Furthermore, the film is riddled with unconvincing CGI. I, for the record, loved how the Lord of the Rings looked - still the perfect example of how a marriage between practical SFX work and computer imagery could be harmonious and effective. Inevitably - and partly down to the danger of fan invasions of location shoots - The Hobbit has instead been shot predominantly on green screen, with tonnes more computer effects than its predecessor (or, narratively speaking, successor). The result is a film that looks much, much uglier than its older brothers.

Almost everything is CGIed, and only occasionally impressively (Gollum has received a welcome technical upgrade, and there's a spectacular sequence on a stormy mountain later on).
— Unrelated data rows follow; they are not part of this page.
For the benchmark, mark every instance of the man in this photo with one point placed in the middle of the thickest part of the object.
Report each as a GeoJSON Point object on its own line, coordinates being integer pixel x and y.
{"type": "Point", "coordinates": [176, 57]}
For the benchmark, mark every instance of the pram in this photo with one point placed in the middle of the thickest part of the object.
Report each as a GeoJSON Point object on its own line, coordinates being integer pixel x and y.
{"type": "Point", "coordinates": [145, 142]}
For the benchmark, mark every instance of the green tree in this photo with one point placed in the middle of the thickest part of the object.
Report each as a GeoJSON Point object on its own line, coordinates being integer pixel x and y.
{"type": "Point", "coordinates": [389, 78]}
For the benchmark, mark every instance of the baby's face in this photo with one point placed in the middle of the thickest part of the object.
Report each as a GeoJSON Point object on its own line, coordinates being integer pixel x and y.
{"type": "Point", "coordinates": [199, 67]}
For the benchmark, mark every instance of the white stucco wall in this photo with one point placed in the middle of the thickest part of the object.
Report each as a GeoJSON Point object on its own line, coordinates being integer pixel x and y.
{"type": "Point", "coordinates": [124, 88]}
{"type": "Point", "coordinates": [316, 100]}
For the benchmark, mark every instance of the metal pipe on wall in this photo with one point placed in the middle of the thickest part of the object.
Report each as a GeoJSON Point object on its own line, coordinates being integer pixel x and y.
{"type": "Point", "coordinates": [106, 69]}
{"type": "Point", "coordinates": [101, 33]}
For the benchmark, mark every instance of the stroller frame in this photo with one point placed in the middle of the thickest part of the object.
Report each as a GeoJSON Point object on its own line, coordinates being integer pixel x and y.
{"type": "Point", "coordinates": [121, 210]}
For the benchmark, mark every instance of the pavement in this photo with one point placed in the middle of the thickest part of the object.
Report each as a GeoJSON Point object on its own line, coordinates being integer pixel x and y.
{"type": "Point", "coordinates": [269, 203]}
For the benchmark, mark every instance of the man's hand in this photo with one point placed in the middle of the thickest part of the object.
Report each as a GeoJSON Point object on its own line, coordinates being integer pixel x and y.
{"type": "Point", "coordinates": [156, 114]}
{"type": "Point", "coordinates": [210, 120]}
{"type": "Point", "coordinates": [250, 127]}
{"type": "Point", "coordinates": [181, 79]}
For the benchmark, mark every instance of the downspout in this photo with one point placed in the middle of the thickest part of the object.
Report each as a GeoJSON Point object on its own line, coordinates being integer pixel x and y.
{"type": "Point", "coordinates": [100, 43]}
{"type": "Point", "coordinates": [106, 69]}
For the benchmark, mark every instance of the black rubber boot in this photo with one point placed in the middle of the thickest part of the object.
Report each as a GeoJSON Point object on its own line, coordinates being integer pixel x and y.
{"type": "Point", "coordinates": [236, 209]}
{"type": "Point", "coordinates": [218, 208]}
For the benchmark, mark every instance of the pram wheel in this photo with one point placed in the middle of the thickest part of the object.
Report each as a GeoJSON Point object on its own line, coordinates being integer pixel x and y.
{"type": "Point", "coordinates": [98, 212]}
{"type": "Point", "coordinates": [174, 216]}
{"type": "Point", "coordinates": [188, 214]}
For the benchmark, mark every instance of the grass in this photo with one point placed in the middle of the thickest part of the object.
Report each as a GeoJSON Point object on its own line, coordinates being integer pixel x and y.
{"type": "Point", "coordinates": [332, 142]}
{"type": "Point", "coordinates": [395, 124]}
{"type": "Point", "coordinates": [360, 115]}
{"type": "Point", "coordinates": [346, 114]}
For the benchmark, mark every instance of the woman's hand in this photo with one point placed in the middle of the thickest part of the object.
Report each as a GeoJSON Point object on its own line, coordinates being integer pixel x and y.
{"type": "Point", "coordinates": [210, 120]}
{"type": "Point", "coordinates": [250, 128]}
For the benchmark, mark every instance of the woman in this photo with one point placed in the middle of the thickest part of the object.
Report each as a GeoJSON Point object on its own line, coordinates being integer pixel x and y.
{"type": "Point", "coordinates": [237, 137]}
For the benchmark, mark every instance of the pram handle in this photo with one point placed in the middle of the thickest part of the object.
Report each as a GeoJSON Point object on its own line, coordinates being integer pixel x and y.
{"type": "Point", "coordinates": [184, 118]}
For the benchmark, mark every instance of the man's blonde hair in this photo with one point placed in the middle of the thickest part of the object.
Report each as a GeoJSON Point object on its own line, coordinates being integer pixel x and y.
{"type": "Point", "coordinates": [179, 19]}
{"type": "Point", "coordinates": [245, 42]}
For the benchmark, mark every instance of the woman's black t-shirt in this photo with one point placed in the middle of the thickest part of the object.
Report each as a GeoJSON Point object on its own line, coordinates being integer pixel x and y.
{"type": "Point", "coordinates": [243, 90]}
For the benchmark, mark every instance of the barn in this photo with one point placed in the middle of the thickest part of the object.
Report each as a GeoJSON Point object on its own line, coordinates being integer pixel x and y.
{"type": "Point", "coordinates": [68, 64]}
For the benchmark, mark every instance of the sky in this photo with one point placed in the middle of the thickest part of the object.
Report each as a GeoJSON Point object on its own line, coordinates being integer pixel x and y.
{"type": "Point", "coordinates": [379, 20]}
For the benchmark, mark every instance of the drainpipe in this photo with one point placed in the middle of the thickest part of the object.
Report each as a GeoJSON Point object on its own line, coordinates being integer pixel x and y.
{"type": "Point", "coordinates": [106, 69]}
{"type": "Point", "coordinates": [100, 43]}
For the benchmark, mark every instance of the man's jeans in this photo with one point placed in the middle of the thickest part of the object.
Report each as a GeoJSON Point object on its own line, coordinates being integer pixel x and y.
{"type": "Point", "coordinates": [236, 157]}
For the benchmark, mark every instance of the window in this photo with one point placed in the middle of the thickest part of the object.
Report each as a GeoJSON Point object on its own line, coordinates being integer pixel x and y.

This includes animals, rings, backgrounds, creatures, antagonists, action sequences, cities (come back miniatures, all is forgiven!), environmental effects etc... The WETA artists and render farms weren't up to the job, and further exasperated by the issues mentioned above, the effects are constantly distracting. There's only a handful of shots that don't suffer from some distinctly CG element screwing it up - even stuff that looked perfectly fine in LotR. Rivendell, for example, looks horrid here. A rabbit-drawn sled is just ridiculous. Action sequences are downright cartoonish, especially a ludicrous escape sequence through an orc layer (or are they goblins? I lost track amidst all the fantasy bullshit and lore). What happened to the WETA that crafted such a beautiful and compelling Middle Earth a decade ago? Their fingerprints are absent here, and you'd be entirely forgiven for assuming that George Lucas had his wicked way with the images in the post-production house. Even the gorgeous New Zealand landscapes are under-utilised - only a few jogs across rolling hills remind us of the country's natural beauty, so well captured a decade ago. An Unexpected Journey is a reminder that we are long overdue a resurgence of practical effects in a digital world. At least Chris Nolan keeps getting the balance right, and the Dubai tower climb of Mission: Impossible - Ghost Protocol offers further evidence that a real stunt can impress far more than a CGI one can.

The content of the film is a disappointment, but technically The Hobbit is heartbreaking - embracing technology that is insufficient for the job at hand. Yes, HFR shows potential, and is undoubtedly something you haven't seen before. But this is an unwelcome introduction. Elsewhere, the film commits unforgivable crimes against the cinematic aesthetic, and the result is the least cinematic blockbuster I've ever sat through. Digital cinema is not a bad thing when handled correctly. We as cinephiles cannot and should not stand in the way of genuine progress if there are benefits to the artform - we can mourn the death of 35mm and 70mm, but must acknowledge the practical and artistic benefits of ever improving digital cameras and projection. But if The Hobbit: An Unexpected Journey is progress, then someone needs to get back to the drawing board.